It's hard to imagine in this age of global harmony, but sometimes the US and the UK really don't get along very well. I'm talking of course about the US limited liability company (or LLC) and how it can be a very unfriendly vehicle for a UK resident individual to invest, or take a stake, in a business.
We've written previously about the tax issues we see on M&A transactions with a transatlantic aspect. UK residents might be offered the 'opportunity' to take a stake in an LLC without realising that this is in fact an opportunity to pay swingeing double tax - in the US and the UK - on income and gains generated by the business.
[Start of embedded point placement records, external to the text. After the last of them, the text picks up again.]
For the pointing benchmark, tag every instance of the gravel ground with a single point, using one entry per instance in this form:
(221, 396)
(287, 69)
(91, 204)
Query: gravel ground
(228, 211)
Well, the Government is giving us a glimmer of hope that they might address the issue by launching a consultation which is open for seven weeks. The centrepiece (or if you prefer: centerpiece) proposal is that the UK government might align the UK treatment of LLCs and make them tax transparent in the UK if they're tax transparent in the US. This has the potential to dramatically reduce the overall tax paid by a UK resident on income and gains made through their holding in an LLC. By aligning how the two systems see income / gains, it becomes possible for the UK resident investor to get credit for US tax paid. This would therefore reduce or even eliminate the scope for double taxation.
We're nowhere near a settled solution on this, so no one should get their hopes too high just yet. The Government's tentative suggestion of aligning US / UK treatment still doesn't eliminate the admin burden, because that's mostly a matter of US law; US tax relating to an LLC business isn't automatically collected on behalf of UK tax residents, they still have to file a US tax return. And the present consultation only applies to individuals not corporates (due to there being complex existing regimes for corporates that are harder to unpick). But nonetheless this indicates that the Government is taking seriously the deep inequities that can arise from perfectly innocent / vanilla structures whenever UK and US individuals dare to work together.